The art of painting is a performance-based endeavor. In this performance, recorded by the applications of age-defying pigments, is to be found the fragments and remnants of the “you” who will not always remain you. The poignancy and sadness of distance and loss, the vigor of mortality, have always been the object and subject of all art, of which painting, in surpassing ceramics and sculpture, has ascended to primacy. That in painting one can find the person long dead in a century-old brushstroke, in a momentary choice, is tantamount to painting’s rejection of death as eraser and annihilator of memory, of love, of self.
Nothing else records quite like painting. The tremor of an ancient hand, the forceful thrust by a vigorous youth are more telling of personality than the biographical eulogies that describe the incidental habits of “x”, or the wine choices of “y”. It is in the realization that the uniqueness of a person can be found in the painting itself; the painting lets one into the world of art itself, it is a refuge where something is left, as Picasso used to say “just so”, encapsulating a moment in time, so that wherever that painting stands, the painter also stood, head cocked, brush slowly dropping away.
I am evoking a rather romantic scenario to provide one (the reader?) with the ultimate goal of the artist: to fight linear time. It is on these terms that Michelangelo, Goya, Velázquez, Ribera, Caravaggio, Vermeer, Rembrandt, and many more found delight in themselves and recorded this discovery and delight in painting.

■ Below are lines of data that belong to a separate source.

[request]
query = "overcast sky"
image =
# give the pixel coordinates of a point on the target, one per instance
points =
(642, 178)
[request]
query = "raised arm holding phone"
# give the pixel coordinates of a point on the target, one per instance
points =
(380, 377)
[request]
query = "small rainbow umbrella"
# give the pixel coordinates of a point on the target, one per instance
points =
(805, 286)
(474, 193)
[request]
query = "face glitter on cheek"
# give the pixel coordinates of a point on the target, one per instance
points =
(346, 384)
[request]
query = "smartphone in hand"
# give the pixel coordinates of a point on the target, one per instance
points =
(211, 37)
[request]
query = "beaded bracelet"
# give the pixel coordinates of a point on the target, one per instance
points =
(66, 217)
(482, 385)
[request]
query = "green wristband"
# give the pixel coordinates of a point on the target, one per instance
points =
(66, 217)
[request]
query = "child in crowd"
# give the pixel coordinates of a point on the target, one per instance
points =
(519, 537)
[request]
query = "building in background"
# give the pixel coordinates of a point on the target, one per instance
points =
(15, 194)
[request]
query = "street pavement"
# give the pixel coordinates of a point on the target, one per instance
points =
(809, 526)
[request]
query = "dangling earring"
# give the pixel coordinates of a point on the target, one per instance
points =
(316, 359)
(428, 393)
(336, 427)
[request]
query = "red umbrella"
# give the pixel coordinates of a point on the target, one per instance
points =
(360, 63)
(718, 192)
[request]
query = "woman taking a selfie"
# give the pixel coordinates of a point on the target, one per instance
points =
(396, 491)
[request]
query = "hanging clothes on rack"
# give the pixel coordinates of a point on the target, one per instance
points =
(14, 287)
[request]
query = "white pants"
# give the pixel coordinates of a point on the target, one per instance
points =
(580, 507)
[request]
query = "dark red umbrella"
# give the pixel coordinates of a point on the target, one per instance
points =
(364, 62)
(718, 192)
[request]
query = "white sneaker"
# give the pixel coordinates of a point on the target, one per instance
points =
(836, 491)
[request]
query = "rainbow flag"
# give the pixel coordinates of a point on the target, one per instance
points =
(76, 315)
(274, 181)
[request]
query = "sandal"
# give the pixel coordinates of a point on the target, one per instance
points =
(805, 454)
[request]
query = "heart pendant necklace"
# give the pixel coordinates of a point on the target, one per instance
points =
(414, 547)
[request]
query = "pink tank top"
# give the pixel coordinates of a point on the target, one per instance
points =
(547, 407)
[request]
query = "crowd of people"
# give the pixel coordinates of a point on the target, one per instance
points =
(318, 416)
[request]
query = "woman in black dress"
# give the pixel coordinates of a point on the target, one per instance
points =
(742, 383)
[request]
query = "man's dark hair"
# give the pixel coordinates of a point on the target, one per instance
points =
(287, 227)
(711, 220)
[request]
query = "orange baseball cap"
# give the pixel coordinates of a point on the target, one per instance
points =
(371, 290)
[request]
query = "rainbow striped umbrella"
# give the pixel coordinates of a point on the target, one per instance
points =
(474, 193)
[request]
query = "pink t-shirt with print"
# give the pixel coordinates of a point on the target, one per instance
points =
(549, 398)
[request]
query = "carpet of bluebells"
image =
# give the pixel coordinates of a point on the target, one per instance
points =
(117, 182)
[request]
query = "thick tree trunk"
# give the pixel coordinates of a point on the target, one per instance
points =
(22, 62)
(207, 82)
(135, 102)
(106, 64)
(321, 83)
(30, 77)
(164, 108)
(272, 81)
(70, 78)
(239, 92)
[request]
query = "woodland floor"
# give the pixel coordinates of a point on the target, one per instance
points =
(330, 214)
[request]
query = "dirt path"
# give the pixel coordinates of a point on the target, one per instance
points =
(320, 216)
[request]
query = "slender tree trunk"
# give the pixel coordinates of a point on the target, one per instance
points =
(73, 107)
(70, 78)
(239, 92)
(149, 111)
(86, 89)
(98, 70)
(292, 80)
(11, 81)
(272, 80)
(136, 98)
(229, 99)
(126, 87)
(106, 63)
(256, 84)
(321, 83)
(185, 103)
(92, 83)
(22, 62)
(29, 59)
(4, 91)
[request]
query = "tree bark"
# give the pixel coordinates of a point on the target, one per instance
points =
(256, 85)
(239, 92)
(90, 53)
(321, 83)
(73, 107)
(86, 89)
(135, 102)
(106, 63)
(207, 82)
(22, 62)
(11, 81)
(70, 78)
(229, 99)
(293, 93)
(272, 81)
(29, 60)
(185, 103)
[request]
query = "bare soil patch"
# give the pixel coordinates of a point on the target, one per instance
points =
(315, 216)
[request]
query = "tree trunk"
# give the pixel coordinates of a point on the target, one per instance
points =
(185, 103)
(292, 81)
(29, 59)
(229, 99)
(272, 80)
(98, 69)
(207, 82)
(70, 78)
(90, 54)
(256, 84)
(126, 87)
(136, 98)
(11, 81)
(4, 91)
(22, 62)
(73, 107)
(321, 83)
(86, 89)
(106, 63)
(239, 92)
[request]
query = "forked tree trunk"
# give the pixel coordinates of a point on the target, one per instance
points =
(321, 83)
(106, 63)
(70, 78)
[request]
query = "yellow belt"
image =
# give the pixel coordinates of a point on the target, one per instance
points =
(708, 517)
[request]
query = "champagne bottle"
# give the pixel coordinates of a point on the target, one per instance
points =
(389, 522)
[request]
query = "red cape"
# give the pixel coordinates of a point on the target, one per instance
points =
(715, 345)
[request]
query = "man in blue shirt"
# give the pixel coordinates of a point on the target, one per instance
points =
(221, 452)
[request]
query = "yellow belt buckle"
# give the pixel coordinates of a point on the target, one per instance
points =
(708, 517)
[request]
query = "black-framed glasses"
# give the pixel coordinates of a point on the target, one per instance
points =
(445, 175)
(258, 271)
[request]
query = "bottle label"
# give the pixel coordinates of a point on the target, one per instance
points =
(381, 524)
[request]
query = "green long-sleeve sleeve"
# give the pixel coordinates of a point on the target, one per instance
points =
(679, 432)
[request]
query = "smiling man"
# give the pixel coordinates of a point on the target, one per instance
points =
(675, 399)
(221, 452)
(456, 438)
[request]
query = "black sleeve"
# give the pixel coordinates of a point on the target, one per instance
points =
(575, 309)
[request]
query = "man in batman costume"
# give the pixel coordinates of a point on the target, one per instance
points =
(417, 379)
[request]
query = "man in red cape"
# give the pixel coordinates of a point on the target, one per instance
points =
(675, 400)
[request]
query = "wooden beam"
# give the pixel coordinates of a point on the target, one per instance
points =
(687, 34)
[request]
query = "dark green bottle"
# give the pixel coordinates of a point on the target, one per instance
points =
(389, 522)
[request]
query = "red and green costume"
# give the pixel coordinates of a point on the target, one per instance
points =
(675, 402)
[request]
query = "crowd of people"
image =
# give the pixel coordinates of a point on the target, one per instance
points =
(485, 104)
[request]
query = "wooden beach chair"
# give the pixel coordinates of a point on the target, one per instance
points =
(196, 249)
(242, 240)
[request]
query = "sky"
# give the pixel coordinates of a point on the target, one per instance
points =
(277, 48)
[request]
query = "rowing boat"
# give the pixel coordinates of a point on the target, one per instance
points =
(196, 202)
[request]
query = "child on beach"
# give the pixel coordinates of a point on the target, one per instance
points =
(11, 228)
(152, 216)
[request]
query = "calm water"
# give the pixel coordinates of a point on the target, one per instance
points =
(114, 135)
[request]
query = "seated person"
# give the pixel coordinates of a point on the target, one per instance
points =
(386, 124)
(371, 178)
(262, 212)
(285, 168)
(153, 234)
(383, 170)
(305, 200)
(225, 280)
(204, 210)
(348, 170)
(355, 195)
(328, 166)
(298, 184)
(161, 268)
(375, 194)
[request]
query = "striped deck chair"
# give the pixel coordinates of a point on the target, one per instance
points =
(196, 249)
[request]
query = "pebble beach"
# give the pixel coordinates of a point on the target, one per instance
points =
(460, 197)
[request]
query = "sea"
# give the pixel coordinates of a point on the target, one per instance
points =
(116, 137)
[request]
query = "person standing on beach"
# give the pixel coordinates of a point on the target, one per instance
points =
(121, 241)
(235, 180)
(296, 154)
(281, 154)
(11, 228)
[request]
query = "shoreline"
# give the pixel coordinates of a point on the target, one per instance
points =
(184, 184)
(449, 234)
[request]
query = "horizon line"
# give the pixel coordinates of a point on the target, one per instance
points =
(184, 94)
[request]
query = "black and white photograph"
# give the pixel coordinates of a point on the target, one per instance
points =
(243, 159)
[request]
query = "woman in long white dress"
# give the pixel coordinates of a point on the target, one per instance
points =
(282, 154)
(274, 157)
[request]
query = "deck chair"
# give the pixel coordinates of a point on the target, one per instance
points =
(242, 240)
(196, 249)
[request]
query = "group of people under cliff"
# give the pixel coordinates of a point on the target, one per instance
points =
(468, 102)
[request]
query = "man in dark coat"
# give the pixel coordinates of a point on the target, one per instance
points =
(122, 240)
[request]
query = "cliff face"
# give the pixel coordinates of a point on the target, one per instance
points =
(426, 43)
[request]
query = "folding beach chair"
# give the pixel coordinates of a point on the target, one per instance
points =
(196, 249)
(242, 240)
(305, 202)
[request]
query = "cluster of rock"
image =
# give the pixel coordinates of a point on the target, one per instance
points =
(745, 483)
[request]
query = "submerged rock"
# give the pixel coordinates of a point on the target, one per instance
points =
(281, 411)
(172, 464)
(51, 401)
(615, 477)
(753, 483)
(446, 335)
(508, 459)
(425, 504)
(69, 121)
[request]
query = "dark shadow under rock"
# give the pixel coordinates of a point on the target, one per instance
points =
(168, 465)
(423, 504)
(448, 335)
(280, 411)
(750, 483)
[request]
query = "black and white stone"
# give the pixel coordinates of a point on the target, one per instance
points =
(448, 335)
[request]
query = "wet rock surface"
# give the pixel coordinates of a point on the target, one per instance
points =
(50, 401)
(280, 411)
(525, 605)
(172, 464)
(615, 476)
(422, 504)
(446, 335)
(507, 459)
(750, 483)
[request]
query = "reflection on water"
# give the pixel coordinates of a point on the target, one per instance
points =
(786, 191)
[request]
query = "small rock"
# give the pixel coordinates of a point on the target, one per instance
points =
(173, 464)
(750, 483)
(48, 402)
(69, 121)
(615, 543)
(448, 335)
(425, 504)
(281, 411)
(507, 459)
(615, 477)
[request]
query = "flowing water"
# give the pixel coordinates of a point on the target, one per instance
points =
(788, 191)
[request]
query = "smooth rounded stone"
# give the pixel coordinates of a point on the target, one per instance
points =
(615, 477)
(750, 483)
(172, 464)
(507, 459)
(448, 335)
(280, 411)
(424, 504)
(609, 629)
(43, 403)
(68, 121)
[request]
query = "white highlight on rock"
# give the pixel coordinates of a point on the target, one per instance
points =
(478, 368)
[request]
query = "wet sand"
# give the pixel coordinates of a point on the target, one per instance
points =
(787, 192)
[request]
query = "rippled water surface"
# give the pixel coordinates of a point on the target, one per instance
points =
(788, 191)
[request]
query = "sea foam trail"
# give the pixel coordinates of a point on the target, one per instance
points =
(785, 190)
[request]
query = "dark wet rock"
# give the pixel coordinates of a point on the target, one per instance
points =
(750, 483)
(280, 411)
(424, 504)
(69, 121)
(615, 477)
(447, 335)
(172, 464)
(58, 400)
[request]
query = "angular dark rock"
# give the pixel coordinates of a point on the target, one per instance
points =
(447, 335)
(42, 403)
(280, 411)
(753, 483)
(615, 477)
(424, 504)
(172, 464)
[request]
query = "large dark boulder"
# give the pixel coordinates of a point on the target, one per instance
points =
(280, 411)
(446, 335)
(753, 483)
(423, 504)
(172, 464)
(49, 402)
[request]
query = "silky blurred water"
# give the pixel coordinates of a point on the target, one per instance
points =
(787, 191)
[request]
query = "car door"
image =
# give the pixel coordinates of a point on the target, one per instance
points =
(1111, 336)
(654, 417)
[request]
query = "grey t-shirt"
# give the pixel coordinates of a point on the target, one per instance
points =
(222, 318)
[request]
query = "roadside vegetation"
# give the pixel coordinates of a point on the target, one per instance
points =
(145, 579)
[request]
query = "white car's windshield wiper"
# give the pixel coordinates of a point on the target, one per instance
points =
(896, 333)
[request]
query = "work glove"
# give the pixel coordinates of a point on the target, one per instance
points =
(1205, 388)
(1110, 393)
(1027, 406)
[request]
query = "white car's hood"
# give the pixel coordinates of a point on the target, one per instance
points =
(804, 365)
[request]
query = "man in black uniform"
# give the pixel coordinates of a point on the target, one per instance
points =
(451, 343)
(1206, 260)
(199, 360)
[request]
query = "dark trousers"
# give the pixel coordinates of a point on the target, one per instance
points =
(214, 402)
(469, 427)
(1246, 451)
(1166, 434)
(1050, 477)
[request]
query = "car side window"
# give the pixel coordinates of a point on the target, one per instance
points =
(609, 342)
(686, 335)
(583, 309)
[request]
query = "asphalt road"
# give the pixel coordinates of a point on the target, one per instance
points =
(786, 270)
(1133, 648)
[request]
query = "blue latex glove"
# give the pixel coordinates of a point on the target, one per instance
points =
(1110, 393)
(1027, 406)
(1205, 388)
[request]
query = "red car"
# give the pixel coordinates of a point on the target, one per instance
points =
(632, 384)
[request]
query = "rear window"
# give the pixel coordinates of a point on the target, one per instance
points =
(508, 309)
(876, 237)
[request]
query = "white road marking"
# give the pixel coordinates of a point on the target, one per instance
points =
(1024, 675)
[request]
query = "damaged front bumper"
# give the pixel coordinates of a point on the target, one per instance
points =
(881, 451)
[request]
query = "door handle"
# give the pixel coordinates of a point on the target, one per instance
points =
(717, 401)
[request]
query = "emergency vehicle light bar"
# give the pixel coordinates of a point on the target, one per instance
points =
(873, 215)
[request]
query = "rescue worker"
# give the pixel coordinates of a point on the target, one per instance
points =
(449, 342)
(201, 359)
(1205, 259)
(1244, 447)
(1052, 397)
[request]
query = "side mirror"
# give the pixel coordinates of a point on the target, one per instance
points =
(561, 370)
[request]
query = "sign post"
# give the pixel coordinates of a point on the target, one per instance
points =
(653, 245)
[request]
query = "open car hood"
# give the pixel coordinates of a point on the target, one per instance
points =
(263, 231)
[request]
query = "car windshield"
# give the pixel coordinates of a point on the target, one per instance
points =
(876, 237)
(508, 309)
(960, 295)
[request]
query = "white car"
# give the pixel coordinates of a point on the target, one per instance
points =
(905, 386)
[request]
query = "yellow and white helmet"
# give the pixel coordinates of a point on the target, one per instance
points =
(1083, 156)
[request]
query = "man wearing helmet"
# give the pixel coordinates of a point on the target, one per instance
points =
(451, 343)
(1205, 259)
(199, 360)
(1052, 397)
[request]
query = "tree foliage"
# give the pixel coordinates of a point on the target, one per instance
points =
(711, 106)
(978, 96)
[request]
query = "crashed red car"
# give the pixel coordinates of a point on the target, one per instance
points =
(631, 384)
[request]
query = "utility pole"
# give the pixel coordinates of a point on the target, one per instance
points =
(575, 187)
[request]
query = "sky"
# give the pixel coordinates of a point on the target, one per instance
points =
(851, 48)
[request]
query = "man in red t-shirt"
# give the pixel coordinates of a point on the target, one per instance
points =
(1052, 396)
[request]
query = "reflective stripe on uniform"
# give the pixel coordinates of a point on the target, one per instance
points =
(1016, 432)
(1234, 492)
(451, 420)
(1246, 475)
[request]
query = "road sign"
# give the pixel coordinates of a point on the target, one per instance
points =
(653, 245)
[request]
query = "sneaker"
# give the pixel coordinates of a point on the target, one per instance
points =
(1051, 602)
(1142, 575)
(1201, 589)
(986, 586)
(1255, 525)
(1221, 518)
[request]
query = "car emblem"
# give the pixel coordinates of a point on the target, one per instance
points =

I am also alluding to another aspect of true art; the unique flavor of the never-to-happen-again artist. All of the idiosyncrasies, the problems, the failures, the mistakes that a young painter will encounter will be his enemy unless he realizes that it is his savior. In your “mistakes” you will find your style, and in your style you will find yourself in art. Style itself is the observable pattern of your particular habits, of mark making, of subject choice, of tool usage, and as such are uniquely yours. Homogenizing elements such as computer programs, market studies, and other such design-backward scenarios disrupt natural creative inclinations. These inclinations are known by children, but are forgotten by adults. Possibilities are the outcomes of unruly imaginations, and it is on this level that painting should be approached, if not for the direct benefit of the painting at hand, then for the direct benefit of the future painter.